Although phenotyping of the three floral traits analysed here is straightforward, marker-informed selection of parental plants is effective if it is performed with additional information on genotype and not only phenotype, as cut roses are highly heterozygous tetraploids (Smulders and Arens 2018). In autotetraploid crops, genotypes that are heterozygous for a given locus exhibit three types of allele dosages (simplex, duplex and triplex), which result in different segregation ratios in the progeny of crosses (Smulders et al. 2019). The higher the dosage of favourable alleles in both parents is, the higher the proportion of progeny with increased expression of the favoured phenotype, which can be expected. Furthermore, some marker‒trait associations follow an additive model, so in addition to the fraction of progeny with favourable alleles, the expected progeny with the favourable allele dosage could also be increased by the selection of suitable parents.

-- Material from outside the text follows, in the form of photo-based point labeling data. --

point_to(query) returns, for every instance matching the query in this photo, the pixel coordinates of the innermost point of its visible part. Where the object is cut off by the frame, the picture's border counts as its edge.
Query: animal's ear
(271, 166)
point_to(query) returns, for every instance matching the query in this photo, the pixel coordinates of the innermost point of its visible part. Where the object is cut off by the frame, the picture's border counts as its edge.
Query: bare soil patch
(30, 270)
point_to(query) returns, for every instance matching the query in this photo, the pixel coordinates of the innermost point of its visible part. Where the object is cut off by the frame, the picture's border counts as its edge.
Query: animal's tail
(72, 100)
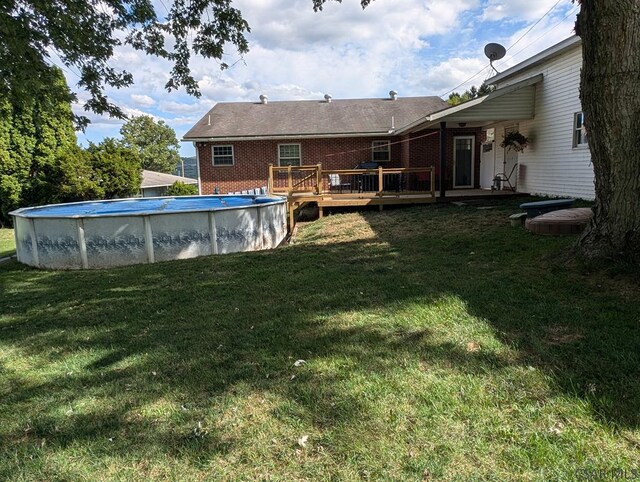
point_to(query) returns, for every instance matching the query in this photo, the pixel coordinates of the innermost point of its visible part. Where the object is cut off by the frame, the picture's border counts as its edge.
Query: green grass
(440, 344)
(7, 242)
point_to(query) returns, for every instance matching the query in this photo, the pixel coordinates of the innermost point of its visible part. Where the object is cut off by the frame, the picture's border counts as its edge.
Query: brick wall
(252, 158)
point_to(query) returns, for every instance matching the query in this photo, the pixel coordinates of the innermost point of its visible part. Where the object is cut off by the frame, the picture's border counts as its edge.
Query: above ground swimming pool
(100, 234)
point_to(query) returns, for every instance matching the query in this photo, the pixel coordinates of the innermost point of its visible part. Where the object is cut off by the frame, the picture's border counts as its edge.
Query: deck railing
(295, 180)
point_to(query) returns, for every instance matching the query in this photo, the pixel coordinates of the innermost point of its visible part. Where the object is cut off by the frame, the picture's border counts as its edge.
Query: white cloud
(417, 47)
(518, 10)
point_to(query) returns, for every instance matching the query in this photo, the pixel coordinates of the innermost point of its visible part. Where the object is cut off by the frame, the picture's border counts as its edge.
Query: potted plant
(515, 140)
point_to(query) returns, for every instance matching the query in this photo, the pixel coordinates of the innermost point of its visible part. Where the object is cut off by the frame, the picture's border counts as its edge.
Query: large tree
(82, 35)
(610, 32)
(116, 168)
(35, 135)
(155, 142)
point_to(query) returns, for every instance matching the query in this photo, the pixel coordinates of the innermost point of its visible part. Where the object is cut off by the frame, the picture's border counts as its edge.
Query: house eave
(464, 112)
(537, 59)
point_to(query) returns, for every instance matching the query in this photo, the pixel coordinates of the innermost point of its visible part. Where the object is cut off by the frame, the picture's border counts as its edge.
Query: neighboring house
(235, 142)
(156, 183)
(187, 167)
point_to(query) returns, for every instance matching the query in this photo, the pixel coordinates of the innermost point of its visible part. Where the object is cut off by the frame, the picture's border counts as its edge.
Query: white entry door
(487, 165)
(463, 161)
(511, 162)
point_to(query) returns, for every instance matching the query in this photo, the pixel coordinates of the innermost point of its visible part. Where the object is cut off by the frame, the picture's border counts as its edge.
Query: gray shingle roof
(310, 117)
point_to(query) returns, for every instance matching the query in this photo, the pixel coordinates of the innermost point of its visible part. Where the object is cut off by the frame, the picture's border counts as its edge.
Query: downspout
(443, 159)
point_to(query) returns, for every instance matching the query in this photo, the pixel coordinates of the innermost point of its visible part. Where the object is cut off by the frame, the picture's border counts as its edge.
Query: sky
(415, 47)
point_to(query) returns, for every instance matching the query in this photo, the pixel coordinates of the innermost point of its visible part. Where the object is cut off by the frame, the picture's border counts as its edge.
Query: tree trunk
(610, 79)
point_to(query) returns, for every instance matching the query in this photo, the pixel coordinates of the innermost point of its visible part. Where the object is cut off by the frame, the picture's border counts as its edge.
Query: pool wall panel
(115, 241)
(101, 241)
(180, 236)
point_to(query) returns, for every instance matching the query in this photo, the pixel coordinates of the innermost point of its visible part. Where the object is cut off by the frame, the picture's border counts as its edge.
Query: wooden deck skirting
(351, 187)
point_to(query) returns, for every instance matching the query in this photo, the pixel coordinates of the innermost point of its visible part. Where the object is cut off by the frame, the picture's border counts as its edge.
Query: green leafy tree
(155, 143)
(179, 188)
(70, 178)
(116, 168)
(34, 135)
(84, 35)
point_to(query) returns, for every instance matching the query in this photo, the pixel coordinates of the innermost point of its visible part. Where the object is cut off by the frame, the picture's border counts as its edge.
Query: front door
(511, 162)
(487, 165)
(463, 161)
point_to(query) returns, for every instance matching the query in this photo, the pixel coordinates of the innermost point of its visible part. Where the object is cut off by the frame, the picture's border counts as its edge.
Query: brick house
(236, 141)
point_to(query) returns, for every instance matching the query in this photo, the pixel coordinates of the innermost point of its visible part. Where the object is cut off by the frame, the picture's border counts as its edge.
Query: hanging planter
(515, 141)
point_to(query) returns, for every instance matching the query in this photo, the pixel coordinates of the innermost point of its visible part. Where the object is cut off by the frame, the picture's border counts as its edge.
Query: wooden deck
(351, 187)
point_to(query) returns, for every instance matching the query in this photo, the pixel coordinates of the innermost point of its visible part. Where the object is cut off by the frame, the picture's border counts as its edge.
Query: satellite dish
(494, 52)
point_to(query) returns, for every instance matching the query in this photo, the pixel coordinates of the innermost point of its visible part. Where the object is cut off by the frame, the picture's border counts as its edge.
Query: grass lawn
(7, 242)
(439, 343)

To ensure at least the same probability of identifying seedlings with new superior traits, this reduced number of parental genotypes needs to be selected more carefully (Witcombe et al. 2013). However, if overall population sizes are maintained, selection intensity for other traits could be increased, or traits with high heritability (e.g. disease resistance) could already be included in the selection of seedling populations.

If parental selection is used, it is important to ensure that the genetic diversity in the cut rose breeding pool is not further reduced. Molecular markers may also be an appropriate tool for maintaining genetic diversity in this gene pool.

Conclusions

We have shown that markers associated with three floral traits in garden roses are suitable for marker-assisted selection in cut rose breeding based on selecting parents with favourable allele dosages.

Improving the efficiency of selection in cut rose breeding by MAS of parental genotypes could be very important in the future to adapt important flower traits for changing markets within shorter breeding cycles. An example of this is the trend towards smaller flower sizes with fewer and shorter petals in Europe due to the sale of cut roses in supermarkets and their longer vase life.